Oh yes? Like http 1.0? No one implemented that! I'd say that often version 1 of on open standard is the result of a very extended consultation period with the supporters implementing draft proposals well before the final v1.0 spec is published.
This is similar to all the v0.x open source software that is around in beta guise for years before being shipped as v1.0.
In this case, as Richard mentioned, this is not even a brand new format, so a comparison with XHTML1.0 is pretty direct. No one implemented that either, oh no.
PDF is also a published format that anyone can go and implement. There is plenty of software that can read and write PDFs that have nothing to do with Adobe. The spec is not a true open standard because it's controlled by adobe, but it is published and you can go and implement it. If Microsoft where to publish the spec for Office formats that could be implemented by other people, then that would go along way to opening up the format.
From my personal point of view, no government held information should be kept in a format that isn't fully documented and implementable, licence free, be anybody.
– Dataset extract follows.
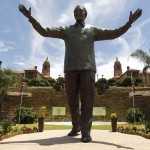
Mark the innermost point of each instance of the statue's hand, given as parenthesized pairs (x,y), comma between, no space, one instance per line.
(23,10)
(135,16)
However I have a dilemma with how .nsf fits in with this. I have never really seen .nsf as a file format in the same since as .doc or .jpg. I've always viewed it more as a data store in the same vein as the file system representation of relational database tables.
This opens a different angle on the discussion. If you mandate that the file format for your documents must be open (to whatever degree) then do you also have to mandate that the store for the document is also open. And in that context, what is open?
2. Alan Bell10/04/2005 05:50:56 AM
perhaps more to the point than NSFXML would be NRPCXML. NRPC, the port 1352 protocol is documented to an extent I believe, but it is not something I would enjoy writing an alternative client or server to chat over. If NRPC had a documented XML based equivalent then it would be possible to have alternative clients and servers participating in a Notes network. Each one can have their own On Disk Structure, NSF, DB2 or XML. It would be better for IBM to open it up and be the market leader in a growth market, than to be a shrinking monopoly in a market that does not like monopolies.
3. Josef10/04/2005 07:59:09 AM
hope that IBM resurrects SmartSuite! Now with OpenDocument it would make sense.
I remember Lotus WordPro being one of the best wordprocessors around before it (sort of) died.